Derrière cette perte colossale se cache bien plus qu’un manque à gagner économique : il s’agit d’un véritable défi sécuritaire, social et environnemental qui pousse désormais les autorités à accélérer la transformation du secteur minier.
Un secteur minier stratégique en pleine montée en puissance
Longtemps considéré comme secondaire, le secteur minier formel s’impose désormais comme un pilier croissant de l’économie ivoirienne. En 2024, il a représenté entre 4,5 % et 5 % du PIB national, avec un objectif affiché de 6 % dès 2025. Les exportations minières dépassent désormais 14 milliards de dollars, positionnant la Côte d’Ivoire parmi les cinq grandes puissances minières du continent.
En marge des Assemblées de la Banque mondiale et du FMI à Washington, le 16 avril 2026, le ministre des Mines, Mamadou Sangafowa Coulibaly, a réaffirmé la volonté du gouvernement de faire reculer l’exploitation clandestine au profit d’un modèle industrialisé, structuré et mieux régulé.
Pourquoi l’orpaillage clandestin inquiète autant
Au-delà des milliards perdus, l’orpaillage illégal favorise la contrebande, prive l’État de recettes fiscales et alimente des réseaux parallèles souvent liés à des financements étrangers.
Les conséquences sécuritaires sont majeures : développement de circuits clandestins, mobilité incontrôlée de travailleurs venus de plusieurs pays de la sous-région, criminalité transfrontalière et conflits fonciers.
Les impacts sociaux sont également lourds.
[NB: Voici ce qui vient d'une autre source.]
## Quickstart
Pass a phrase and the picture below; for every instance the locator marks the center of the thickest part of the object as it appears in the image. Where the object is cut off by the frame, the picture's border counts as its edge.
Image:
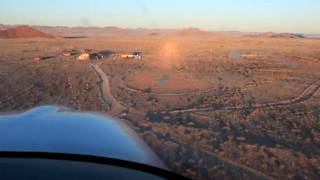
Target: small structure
(36, 58)
(84, 57)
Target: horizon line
(159, 28)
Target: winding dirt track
(105, 91)
(116, 108)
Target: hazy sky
(242, 15)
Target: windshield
(217, 89)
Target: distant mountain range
(23, 32)
(64, 31)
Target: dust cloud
(169, 56)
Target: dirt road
(105, 92)
(305, 95)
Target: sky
(300, 16)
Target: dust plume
(169, 55)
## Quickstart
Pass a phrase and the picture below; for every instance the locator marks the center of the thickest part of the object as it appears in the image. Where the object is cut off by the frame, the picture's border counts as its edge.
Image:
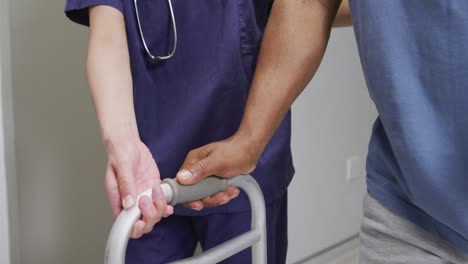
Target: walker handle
(187, 193)
(176, 193)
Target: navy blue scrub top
(199, 95)
(414, 56)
Autour de plusieurs sites illégaux se développent prostitution, drogues, violence et précarité, fragilisant les communautés rurales.
Sur le plan écologique, la pollution au mercure des sols et des cours d’eau pourrait générer des coûts de dépollution considérables pour les générations futures.
La riposte de l’État ivoirien
Face à cette menace, les autorités ont intensifié les opérations de la Brigade de Répression des Infractions au Code Minier (BRICM), appuyée par les forces de sécurité.
En mars 2026, plusieurs sites clandestins à Adzopé et Bongouanou ont été démantelés, avec destruction de matériels d’exploitation et infrastructures illégales.
Parallèlement, le gouvernement travaille à renforcer l’arsenal judiciaire, notamment par la formation de magistrats afin de rendre les sanctions plus dissuasives contre les financeurs et réseaux de contrebande.
Industrialiser pour mieux protéger
Le gouvernement mise désormais sur trois priorités : formalisation du secteur, industrialisation de l’exploitation et redistribution locale des richesses. Les mines industrielles contribuent déjà au Fonds de Développement Local à hauteur de 0,5 % de leur chiffre d’affaires, finançant écoles, centres de santé et infrastructures communautaires.
Pour Abidjan, l’enjeu est clair : faire en sorte que les ressources minières profitent durablement à l’économie nationale, plutôt qu’à des circuits clandestins qui appauvrissent le pays.
La bataille contre l’orpaillage illégal est ainsi devenue l’un des fronts économiques majeurs de la Côte d’Ivoire.